The Appellate Court overturned the Code of Ethics charge brought against Barbara Tulop by the Office of the Special Prosecutor, throwing out the fine of $67,602.08 but affirming charges of tax and business license violations.
In a 17-page Appellate decision, the Court made two important rulings which will have an impact on some of the pending Code of Ethics and tax violation cases. On the Code of Ethics charge, the Court ruled in favor of Tulop, stating that merely depositing money into a bank account does not make this “income” and a “bank account” is not a “source of income”. “We conclude that while the monies that one receives from others qualifies as ‘income’ and must be reported consistent with the provisions of § 605 ( c ) (1), the mere depositing of these monies into a bank account does not make them ‘income’ for a second time triggering a second and duplicative reporting requirement. Nor is a ‘bank account’ a ‘source of income.’” The charge and its fine of $67,602 were dismissed.
Having reversed the lower court’s Code of Ethics conviction and fine, the Appellate Court said, “Having reversed Barbara Tulop’s conviction on Count two, we remand the matter for resentencing because in light of the reversed conviction, the Trial Division may now ‘have a different view of what constitutes an appropriate overall sentence in this case.’”

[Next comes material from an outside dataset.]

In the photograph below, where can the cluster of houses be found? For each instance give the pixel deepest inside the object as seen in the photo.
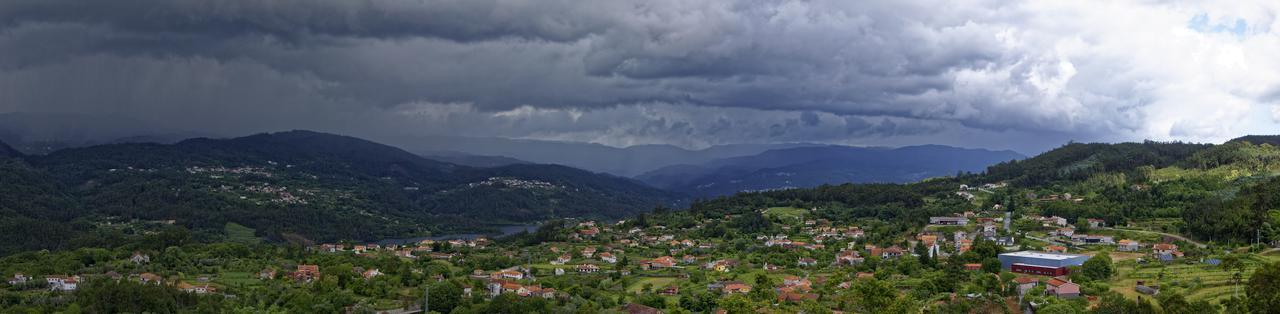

On the tax violation charge, Appellate upheld the lower court decision ruling that the prosecutors are not required to inform delinquent tax payers before filing criminal charges against them. “Nothing in our laws or Constitution prohibits prosecutors from ‘unilaterally filing criminal charges for tax code violations’,” the decision states. Tulop was held liable on misdemeanor charges of tax and business license violations and remanded for sentencing.
In 2020, the Special Prosecutor charged Barbara Tulop, a member of the Foreign Investment Board, and her family with Code of Ethics and Unified Tax Act violations. In the 10 charges filed, it alleges that Mrs. Tulop failed to disclosed her income from lease rental and failed to file a business license for lease rental and pay taxes on income from lease rental. Mrs. Tulop was cleared of Misconduct in Office at the Trial Court but was convicted for Code of Ethics and Tax Act violations.
She appealed these convictions. Appellate Court overturned Code of Ethics conviction and the fine was thrown out, but Tax Act violations were confirmed and remanded for sentencing.